Tradizionalmente, la giurisprudenza ha identificato questi motivi in eventi oggettivi e misurabili (es. il licenziamento dell'obbligato, una grave malattia, un tracollo economico del beneficiario o obbligato, ecc.).
Si è sempre cercata una modifica tangibile delle consistenze patrimoniali per giustificare l'intervento del giudice.
Negli ultimi anni, però, il concetto di "giustificato motivo" ha subito una profonda evoluzione concettuale, spostandosi dall'analisi della mera realtà materiale a quella dei comportamenti individuali.
Non si valuta più soltanto ciò che una persona ha o non ha, ma anche ciò che una persona fa — o decide deliberatamente di non fare — per raggiungere l'indipendenza economica.
Questo cambio di paradigma affonda le sue radici nei principi costituzionali di autodeterminazione e autoresponsabilità; infatti l'assegno divorzile ha una funzione assistenziale e perequativa, ma non può trasformarsi in una rendita parassitaria a tempo indeterminato se l'ex coniuge ha la concreta possibilità di produrre reddito.

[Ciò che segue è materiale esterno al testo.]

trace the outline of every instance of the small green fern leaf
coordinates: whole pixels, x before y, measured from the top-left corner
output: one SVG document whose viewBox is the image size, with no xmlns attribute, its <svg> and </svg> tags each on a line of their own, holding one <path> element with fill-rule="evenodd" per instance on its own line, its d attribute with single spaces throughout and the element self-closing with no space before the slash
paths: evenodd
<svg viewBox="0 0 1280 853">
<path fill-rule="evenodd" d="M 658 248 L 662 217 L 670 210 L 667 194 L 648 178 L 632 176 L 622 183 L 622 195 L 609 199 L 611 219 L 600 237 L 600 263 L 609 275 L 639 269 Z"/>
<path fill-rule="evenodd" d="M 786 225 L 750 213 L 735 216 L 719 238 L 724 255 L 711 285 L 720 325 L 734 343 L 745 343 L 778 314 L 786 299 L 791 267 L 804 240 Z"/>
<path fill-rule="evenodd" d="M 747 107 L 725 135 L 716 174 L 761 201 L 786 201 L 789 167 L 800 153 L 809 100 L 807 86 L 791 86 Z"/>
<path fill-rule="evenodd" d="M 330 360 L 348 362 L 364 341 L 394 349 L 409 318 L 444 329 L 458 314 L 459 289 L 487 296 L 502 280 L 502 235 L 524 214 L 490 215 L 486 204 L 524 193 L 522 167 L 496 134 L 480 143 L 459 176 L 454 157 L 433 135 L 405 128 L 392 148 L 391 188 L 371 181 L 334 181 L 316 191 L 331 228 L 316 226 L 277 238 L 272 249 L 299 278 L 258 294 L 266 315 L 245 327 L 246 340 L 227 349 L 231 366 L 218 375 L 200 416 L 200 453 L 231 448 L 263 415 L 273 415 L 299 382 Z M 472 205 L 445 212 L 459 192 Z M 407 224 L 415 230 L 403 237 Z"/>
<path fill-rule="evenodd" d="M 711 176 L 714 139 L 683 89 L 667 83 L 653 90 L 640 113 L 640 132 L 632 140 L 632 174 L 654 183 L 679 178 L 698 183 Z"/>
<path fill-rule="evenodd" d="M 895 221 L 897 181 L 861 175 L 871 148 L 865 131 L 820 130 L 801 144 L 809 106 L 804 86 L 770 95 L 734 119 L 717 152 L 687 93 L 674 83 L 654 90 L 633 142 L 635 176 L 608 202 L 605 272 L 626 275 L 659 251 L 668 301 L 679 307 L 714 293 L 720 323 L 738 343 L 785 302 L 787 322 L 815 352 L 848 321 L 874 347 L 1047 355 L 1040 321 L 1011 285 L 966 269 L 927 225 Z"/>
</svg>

L'ordinanza n. 15650 del 22 maggio 2026 della Corte di Cassazione si inserisce perfettamente in questo solco interpretativo, spingendosi a definire i confini di ciò che costituisce un "fatto nuovo" rilevante.
La Suprema Corte ha stabilito, infatti, che il rifiuto ingiustificato di una concreta e dettagliata offerta di lavoro costituisce a tutti gli effetti un giustificato motivo sopravvenuto, idoneo a legittimare la revoca totale dell'assegno di divorzio.
I giudici di legittimità hanno chiarito che un comportamento omissivo di questo tipo ha una sua precisa consistenza materiale e un'indubbia efficacia prognostica: dimostra che il beneficiario ha la capacità di produrre reddito, ma sceglie volontariamente di rimanere inerte.
Secondo l'ordinanza, la valutazione del giudice non deve limitarsi al dato formale della disoccupazione, ma deve analizzare elementi globali quali:
• L'età e lo stato di salute: una persona giovane (attorno ai 40 anni) e sana ha il dovere giuridico di attivarsi sul mercato.
• I carichi familiari: la presenza di figli ormai adolescenti non può più essere invocata come un impedimento oggettivo all'impiego del proprio tempo in un'attività lavorativa.
• Il profilo compensativo: se il matrimonio non ha comportato un sacrificio decisivo delle proprie aspettative professionali, non vi è alcuna disparità da compensare nel post-divorzio.
In conclusione, l'ordinanza n. 15650/2026 lancia un messaggio chiarissimo: l'inerzia colpevole e il rifiuto di occasioni di guadagno reali spezzano il legame di solidarietà post-coniugale. Chi rifiuta un lavoro perde il diritto di essere mantenuto dall'ex coniuge, poiché la tutela della legge cessa nel momento in cui l'assenza di reddito diventa una scelta e non più una necessità.